‘The Vagina Monologues’ playwright says crucial for men to join protests against women crimes
New Delhi: Amazed over the tsunami of national protests against the horrific December 16 Delhi gang rape and murder of a 23-year-old woman, well known American playwright and activist Eve Ensler has stressed on the need for men to join the movement and help in bringing about real and much needed change in societal mindsets.
Best known internationally for her play ‘The Vagina Monologues` Ensler told mediapersons here that the role of men is pivotal to sensitising and awakening the conscience of a society increasingly marred by spiralling heinous crimes against women.
"If the good men who are not doing the raping, if the good fathers who are teaching different things do not rise up and speak to the other men and train, educate and work with the other men, we will never end violence against women and girls. So it has been very moving to be travelling across India and meeting such gorgeous, loving, tender men who are with us in this struggle,” said Ensler.
Ensler is in India to launch for the upcoming launch of her movement ‘One Billion Rising’ and has travelled the length and breadth of the country to inspire men and women to join the global campaign.

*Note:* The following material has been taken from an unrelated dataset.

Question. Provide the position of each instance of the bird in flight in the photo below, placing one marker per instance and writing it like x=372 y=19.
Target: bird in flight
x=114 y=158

Noted feminist Kamla Bhasin said: "Violence against women is the biggest war against any community in the world, it is the biggest violation of human rights. The U.N says that globally out of three women, one is violated, that makes it more than one billion women and girls in the world who experience violence.”
National Advisory Council (NAC) member and social activist Aruna Roy said: “The death penalty or castration is not going to cure society of this violence. We have to look into the roots of this violence. Inequality, injustice, inequity and a very bad system of governance, where the system you have put in place to implement the law are exploiting it for their own purpose. So what we really need is to look at the total picture.”
Sexual violence against women in largely patriarchal India is widespread, say gender rights activists, and crimes such as rape, dowry murders, acid attacks, honour killings, child marriages and human trafficking are common.
But the savagery of this crime - where the victim was raped for an hour and tortured with an iron rod, which did serious damage to her internal organs - has stirred national debate and put gender issues on the political agenda.